Отец умер в девять утра, сейчас двенадцать. Полуденное солнце нещадно пекло, и пожелтевшая от жары трава на утесе, пыльная дорога, сверкающее море, редкие белые облака, зависшие в небе, – все плавилось в молчаливом, неподвижном мареве.
Люси глядела в пустоту, тоже неподвижная, словно окаменевшая. На глади моря не было ни паруса, ни дымка далекой пароходной трубы, в небе – ни одного птичьего росчерка. Казалось, всему, что только могло двигаться, был дан приказ замереть. Замолчать, как во сне.
Люси смотрела на море, на сверкающий пустой мир, лицо у нее тоже было пустым. Отца нет уже три часа, а она ничего не чувствует.
С того дня, как они с отцом приехали в Корнуолл, прошла всего неделя – они были полны надежд, предвкушали удовольствие от маленького меблированного домика, который сняли на август и сентябрь, верили, что здешний воздух непременно пойдет ему на пользу. Эта вера не оставляла их все годы, что он болел, не было ни мгновения, когда б они усомнились. Он был болезненным человеком, она о нем заботилась. Она заботилась о нем, сколько помнила себя, потому что болезненным он был всегда. И он был в ее жизни всем. Пока она росла, то думала только об отце – ни на кого другого мыслей у нее просто не оставалось. Он заполнял ее разум и сердце. Они шагали по жизни вдвоем – вместе убегали от зим, кочевали из одного прелестного местечка в другое, разглядывали одни и те же красивые вещицы, читали одни и те же книги, разговаривали, смеялись, заводили друзей – толпы друзей: куда б они ни приезжали, отец тут же обзаводился друзьями, вливавшимися в массу друзей старых. Она не жила без него ни дня – да у нее и желания такого не возникало. Где и с кем могла она быть так же счастлива? Все эти годы над нею сияло солнце. Зим не было – только лето, бесконечное лето, и сладкие запахи, и мягкие небеса, и терпеливое понимание ее не слишком подвижного ума – а ведь у него был очень быстрый ум, и любовь.
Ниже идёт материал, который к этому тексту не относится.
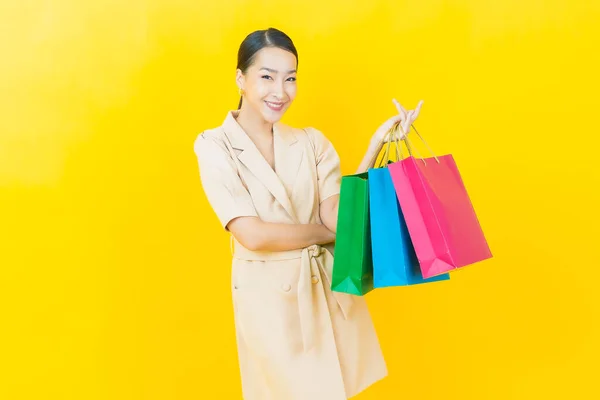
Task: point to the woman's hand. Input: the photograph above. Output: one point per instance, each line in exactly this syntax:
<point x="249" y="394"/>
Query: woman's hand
<point x="405" y="118"/>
Он был для нее самым увлекательным собеседником, самым щедрым другом, самым эрудированным наставником, самым обожающим отцом, и вот теперь он мертв, а она ничего не чувствует.
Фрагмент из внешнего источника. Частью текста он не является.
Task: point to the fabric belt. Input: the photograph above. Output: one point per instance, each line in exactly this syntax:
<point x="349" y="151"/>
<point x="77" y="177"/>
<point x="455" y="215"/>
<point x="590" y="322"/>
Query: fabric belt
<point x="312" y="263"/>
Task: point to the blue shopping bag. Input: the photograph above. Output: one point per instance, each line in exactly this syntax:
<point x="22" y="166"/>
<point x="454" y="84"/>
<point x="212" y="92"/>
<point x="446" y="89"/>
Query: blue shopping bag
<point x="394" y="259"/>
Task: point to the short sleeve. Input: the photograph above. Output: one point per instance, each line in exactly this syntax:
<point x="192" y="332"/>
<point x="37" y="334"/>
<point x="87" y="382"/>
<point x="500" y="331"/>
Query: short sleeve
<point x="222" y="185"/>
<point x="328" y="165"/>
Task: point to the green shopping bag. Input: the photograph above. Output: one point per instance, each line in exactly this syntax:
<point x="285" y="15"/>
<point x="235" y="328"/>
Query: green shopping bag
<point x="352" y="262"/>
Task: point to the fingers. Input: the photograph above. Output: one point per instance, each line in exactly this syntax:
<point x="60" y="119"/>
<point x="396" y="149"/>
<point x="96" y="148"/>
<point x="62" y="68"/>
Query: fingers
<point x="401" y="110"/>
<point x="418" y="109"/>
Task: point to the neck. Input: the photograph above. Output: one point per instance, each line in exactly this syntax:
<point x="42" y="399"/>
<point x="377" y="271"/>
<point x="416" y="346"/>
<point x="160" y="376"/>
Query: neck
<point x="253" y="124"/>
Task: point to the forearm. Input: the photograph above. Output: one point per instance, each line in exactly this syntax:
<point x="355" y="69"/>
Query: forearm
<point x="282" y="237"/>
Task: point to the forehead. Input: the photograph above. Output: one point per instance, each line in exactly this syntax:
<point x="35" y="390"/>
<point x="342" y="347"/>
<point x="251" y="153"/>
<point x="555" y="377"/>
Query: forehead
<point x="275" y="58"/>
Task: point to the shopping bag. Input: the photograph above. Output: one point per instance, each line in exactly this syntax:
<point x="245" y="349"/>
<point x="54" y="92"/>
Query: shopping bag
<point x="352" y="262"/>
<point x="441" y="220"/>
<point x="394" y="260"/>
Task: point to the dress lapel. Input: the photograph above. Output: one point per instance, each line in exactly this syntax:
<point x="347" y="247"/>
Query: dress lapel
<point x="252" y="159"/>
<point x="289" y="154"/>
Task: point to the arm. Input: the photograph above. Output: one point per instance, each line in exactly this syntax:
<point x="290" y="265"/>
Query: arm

Отец. Умер. Его больше нет.
Она произнесла вслух. Слова – и только.
Теперь она одна. Без него. Навсегда.
Она снова произнесла вслух. Тоже только слова.
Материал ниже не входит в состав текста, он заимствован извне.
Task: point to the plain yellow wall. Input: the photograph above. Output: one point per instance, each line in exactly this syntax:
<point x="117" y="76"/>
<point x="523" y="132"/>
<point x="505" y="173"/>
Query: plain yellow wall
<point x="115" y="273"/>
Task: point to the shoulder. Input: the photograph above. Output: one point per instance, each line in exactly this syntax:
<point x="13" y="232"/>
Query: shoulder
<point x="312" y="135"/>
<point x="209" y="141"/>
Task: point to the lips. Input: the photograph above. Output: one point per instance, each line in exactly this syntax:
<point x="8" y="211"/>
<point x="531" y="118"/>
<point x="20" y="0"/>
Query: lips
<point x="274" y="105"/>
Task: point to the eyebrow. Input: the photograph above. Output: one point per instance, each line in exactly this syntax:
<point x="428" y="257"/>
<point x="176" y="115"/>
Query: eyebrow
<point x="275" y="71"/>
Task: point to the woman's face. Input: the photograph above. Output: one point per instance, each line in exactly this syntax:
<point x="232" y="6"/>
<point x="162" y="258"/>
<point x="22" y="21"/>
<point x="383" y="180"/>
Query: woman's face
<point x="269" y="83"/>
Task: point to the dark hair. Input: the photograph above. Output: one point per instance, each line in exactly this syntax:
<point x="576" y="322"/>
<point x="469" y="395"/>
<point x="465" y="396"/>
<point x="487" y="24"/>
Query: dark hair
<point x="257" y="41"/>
Наверху, в комнате с распахнутыми окнами, в обществе не допускавших к нему деревенских женщин, лежал мертвый отец. Получается, что, когда он улыбнулся, он улыбнулся ей в последний раз, в последний раз что-то сказал, в последний раз назвал очередным смешным прозвищем, которые он придумывал с таким удовольствием. Но почему? Всего несколько часов назад они завтракали и составляли план на день. Почему? Только вчера они после чая поехали посмотреть на закат, и он своим острым взглядом выхватил на обочине какую-то траву, остановился, собрал, взволнованный тем, что обнаружил редкость, а потом отнес траву к себе в кабинет и объяснил ей – и она поняла, – что такого особенного в этих ростках, которые, если б он к ним не прикоснулся, оставались бы обычной придорожной травой. И такое происходило со всем – его прикосновение дарило жизнь и радость. Он разложил травинки по промокательной бумаге на подоконнике столовой, и они лежали там, ожидая, когда он ими займется. Она видела травинки, когда шла через сад, посуда от завтрака – их последнего завтрака – все еще стояла на столе: растерявшиеся слуги забыли убрать. Он упал, когда вставал из-за стола. Умер. Мгновенно. Без вскрика, без взгляда. Ушел. Перестал быть. Исчез.
А какой чудесный день, такой жаркий. Он любит жару. С погодой им повезло…
Нет, звуки все-таки были – она вдруг услышала суетливые шаги из комнаты наверху, всплески воды, осторожный стук, когда глиняные кувшины ставили на пол. Женщины сказали, что, когда все будет готово, она сможет к нему подняться. Женщины старались ее успокоить, и слуги, и доктор. Успокоить? Она же ничего не чувствует!
Люси смотрела на море, думала, изучала то, что случилось, с любопытством, холодно, словно со стороны. Ее разум был совершенно чист. Она видела каждую мелочь, каждую подробность. Она все знала и ничего не чувствовала – как Бог, сказала она себе, да, как Бог.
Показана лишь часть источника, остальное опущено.